A cluster-randomized study has shown that using a large language model for automated assessment of the CMS quality measure SEP-1 (Severe Sepsis and Septic Shock Management Bundle) and providing timely feedback to treating physicians can significantly increase compliance with this measure. The study was published in JAMA Network Open.
In the study, 66 emergency physicians at two University of California, San Diego, university hospitals were randomized. A total of 301 patients who met the inclusion criteria for the SEP-1 measure were treated by the physicians. The intervention group received an automated, large language model-based assessment of SEP-1 compliance with targeted feedback upon discharge. The control group followed the usual procedure.
SEP-1 measure compliance was 82.9 percent in the intervention group and 70.1 percent in the control group. This represented an absolute improvement of 13.0 percentage points (odds ratio 2.10; 95% confidence interval 1.15–3.81; P = 0.02). The largest difference was observed in the completion of the 30-ml/kg fluid bolus, which was less frequently omitted in the intervention group.
The agreement between the automated LLM assessment and manual expert review was 92 percent. There were no significant differences between the groups regarding 30-day mortality or intensive care unit admissions.

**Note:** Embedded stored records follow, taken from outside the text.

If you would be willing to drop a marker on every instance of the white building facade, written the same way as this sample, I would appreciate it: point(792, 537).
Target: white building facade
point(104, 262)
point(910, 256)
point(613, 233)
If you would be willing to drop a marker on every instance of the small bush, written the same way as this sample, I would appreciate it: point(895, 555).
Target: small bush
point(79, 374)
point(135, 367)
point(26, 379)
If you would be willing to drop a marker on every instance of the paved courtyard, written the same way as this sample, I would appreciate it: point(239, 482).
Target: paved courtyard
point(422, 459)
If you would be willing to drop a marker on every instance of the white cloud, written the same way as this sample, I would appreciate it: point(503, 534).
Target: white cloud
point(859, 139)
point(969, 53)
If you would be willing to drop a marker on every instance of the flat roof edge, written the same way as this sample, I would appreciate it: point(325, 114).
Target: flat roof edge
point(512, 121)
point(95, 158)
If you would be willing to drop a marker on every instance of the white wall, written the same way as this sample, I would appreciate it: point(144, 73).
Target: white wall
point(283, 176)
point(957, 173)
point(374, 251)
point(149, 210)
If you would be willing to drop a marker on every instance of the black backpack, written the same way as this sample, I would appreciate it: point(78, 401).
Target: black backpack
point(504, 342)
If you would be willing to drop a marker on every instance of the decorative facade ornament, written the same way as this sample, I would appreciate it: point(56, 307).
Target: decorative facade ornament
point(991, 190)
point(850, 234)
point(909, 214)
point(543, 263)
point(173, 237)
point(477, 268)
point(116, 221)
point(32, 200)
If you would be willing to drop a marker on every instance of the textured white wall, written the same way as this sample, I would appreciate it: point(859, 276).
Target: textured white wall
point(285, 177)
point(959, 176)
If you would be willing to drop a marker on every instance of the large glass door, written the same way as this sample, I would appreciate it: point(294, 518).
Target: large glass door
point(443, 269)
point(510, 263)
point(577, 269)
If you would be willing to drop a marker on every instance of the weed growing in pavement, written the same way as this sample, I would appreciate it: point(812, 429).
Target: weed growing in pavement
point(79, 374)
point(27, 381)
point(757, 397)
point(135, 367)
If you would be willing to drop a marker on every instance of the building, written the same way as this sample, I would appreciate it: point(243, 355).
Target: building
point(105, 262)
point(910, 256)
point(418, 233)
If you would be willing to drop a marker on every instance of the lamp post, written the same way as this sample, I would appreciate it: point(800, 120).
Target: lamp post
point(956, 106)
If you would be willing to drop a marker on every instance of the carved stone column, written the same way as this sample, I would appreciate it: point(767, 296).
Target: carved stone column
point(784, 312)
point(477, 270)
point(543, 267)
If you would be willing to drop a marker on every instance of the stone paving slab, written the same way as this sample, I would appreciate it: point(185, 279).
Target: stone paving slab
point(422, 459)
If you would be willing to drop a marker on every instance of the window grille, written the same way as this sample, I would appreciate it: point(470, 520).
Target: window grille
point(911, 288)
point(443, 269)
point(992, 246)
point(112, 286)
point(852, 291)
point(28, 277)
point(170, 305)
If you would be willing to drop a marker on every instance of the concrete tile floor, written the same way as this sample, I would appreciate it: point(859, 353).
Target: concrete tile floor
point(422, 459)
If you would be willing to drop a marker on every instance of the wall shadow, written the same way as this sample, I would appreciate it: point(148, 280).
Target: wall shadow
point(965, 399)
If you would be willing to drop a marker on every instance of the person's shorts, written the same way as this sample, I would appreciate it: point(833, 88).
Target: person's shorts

The study demonstrates that AI-powered, timely quality measurement and feedback can improve adherence to complex quality measures. The authors see this as an approach to overcome existing limitations of manual quality reporting and support a learning healthcare system. At the same time, it remains to be seen whether improved compliance with the measure also leads to clinically relevant improvements in patient outcomes. The study was conducted at only two centers and examined exclusively the SEP-1 measure, so its transferability to other settings and quality indicators still needs to be investigated.